Ik denk dat er een snelle toename zal zijn van apparaten met internettoegang, en we kunnen ervan uitgaan dat ze eenvoudige html en formulieren zullen ondersteunen. Heb je een browser op je telefoon? Heeft uw PalmPilot een telefoon? Heeft jouw BlackBerry een groter scherm? Kun je vanaf je Gameboy toegang krijgen tot internet? Van je horloge? Ik weet het niet. En ik hoef er niet achter te komen of ik wed dat alles op de server staat. Het is gewoon veel betrouwbaarder om alle hersenen op de server te hebben. .

2. Objectgeoriënteerd programmeren

Ik realiseer me dat dit een controversiële verklaring is, maar ik denk niet dat OOP zo belangrijk is. Ik denk dat dit een geschikt paradigma is voor specifieke toepassingen die specifieke datastructuren nodig hebben, zoals venstersystemen, simulaties en CAD-systemen. Maar ik begrijp niet waarom het voor alle programma's geschikt zou moeten zijn.

Ik denk dat mensen in grote bedrijven deels van OOP houden, omdat het veel dingen maakt die op werk lijken. Wat natuurlijk zou kunnen worden weergegeven als bijvoorbeeld een lijst met gehele getallen, kan nu worden weergegeven als een klaslokaal met allerlei steigers, drukte en drukte.

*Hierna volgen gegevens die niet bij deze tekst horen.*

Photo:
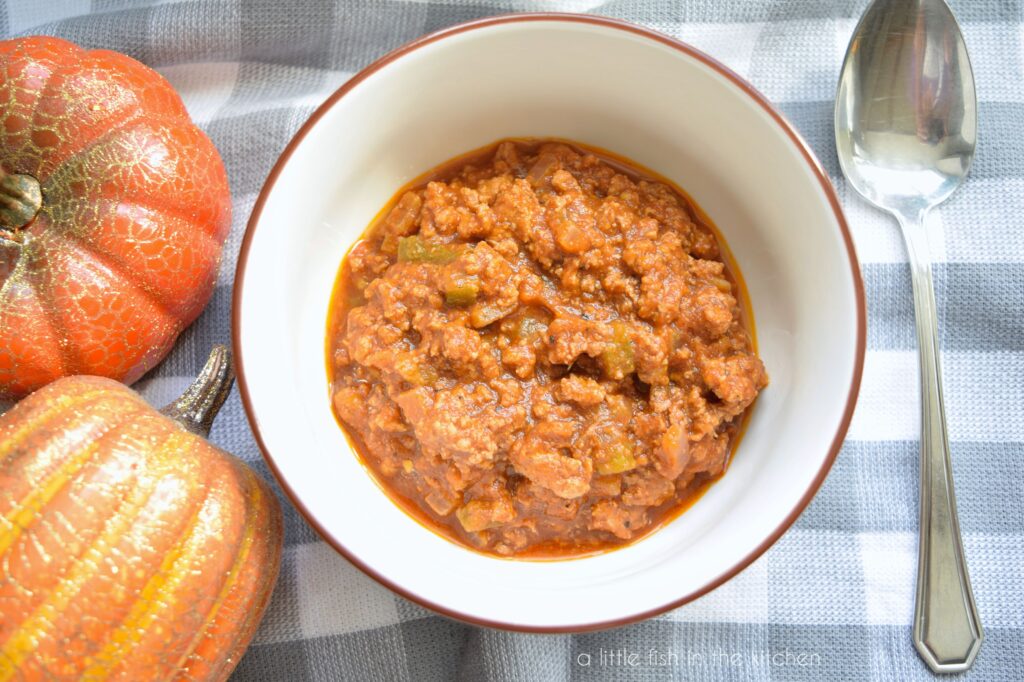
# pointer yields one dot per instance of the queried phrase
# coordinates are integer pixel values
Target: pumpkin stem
(198, 407)
(20, 201)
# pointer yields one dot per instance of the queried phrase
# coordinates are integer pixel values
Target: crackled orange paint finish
(131, 548)
(123, 254)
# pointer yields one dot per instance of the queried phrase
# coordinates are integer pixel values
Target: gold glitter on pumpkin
(132, 548)
(123, 252)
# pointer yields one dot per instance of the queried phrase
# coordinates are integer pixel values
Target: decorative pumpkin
(114, 208)
(130, 548)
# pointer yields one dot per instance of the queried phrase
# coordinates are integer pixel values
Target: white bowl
(635, 92)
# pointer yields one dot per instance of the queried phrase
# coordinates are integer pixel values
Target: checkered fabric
(834, 598)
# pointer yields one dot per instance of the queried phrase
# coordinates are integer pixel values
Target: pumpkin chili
(541, 350)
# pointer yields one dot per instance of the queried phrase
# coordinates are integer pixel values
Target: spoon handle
(946, 628)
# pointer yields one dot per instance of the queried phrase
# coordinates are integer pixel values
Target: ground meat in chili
(541, 350)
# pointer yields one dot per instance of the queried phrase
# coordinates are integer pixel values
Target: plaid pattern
(834, 598)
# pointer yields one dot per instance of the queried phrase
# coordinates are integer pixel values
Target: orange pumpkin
(114, 208)
(130, 548)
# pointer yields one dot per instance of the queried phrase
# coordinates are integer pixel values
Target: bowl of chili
(584, 91)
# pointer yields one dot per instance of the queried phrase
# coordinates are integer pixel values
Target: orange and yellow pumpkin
(114, 209)
(130, 548)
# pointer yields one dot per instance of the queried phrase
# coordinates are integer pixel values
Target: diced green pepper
(617, 359)
(463, 292)
(416, 250)
(615, 459)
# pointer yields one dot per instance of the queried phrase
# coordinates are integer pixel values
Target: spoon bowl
(906, 124)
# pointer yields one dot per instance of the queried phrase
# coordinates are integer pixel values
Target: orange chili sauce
(551, 550)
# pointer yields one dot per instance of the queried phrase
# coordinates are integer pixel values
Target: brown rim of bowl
(722, 70)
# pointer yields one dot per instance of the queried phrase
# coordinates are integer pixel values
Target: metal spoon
(905, 130)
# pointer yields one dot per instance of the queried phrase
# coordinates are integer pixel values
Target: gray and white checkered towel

Een ander aantrekkelijk kenmerk van OOP is dat methoden je een deel van het effect van eersteklas functies geven. Maar dit is geen nieuws voor Lisp-programmeurs. Als je over echte eersteklas functies beschikt, kun je ze eenvoudigweg op elke manier gebruiken die bij de taak past, in plaats van alles in een standaardpakket van klassen en methoden te stoppen.

Ik denk dat dit voor taalontwerp betekent dat je OOP er niet te diep in moet inbedden. Misschien is het antwoord om algemenere, fundamentelere zaken aan te bieden, en mensen alle objectsystemen als bibliotheken te laten ontwerpen.

3. Ontwerp door commissie

Als je taalgebruik door een commissie is ontworpen, zit je in de val, en niet alleen om redenen die iedereen kent. Iedereen weet dat commissies de neiging hebben om klonterige, inconsistente taalontwerpen te creëren. Maar ik denk dat het grote gevaar is dat ze geen risico's nemen. Wanneer één persoon de leiding heeft, neemt hij risico's die de commissie nooit zou willen nemen.

Moet je risico's nemen om een ​​goede taal te creëren? Veel mensen vermoeden misschien dat je bij taalontwerp redelijk dicht bij de traditionele wijsheid moet blijven. Ik wed dat dat niet het geval is. Bij al het andere dat mensen doen, is de beloning evenredig aan het risico. Dus waarom zou taalontwerp anders zijn?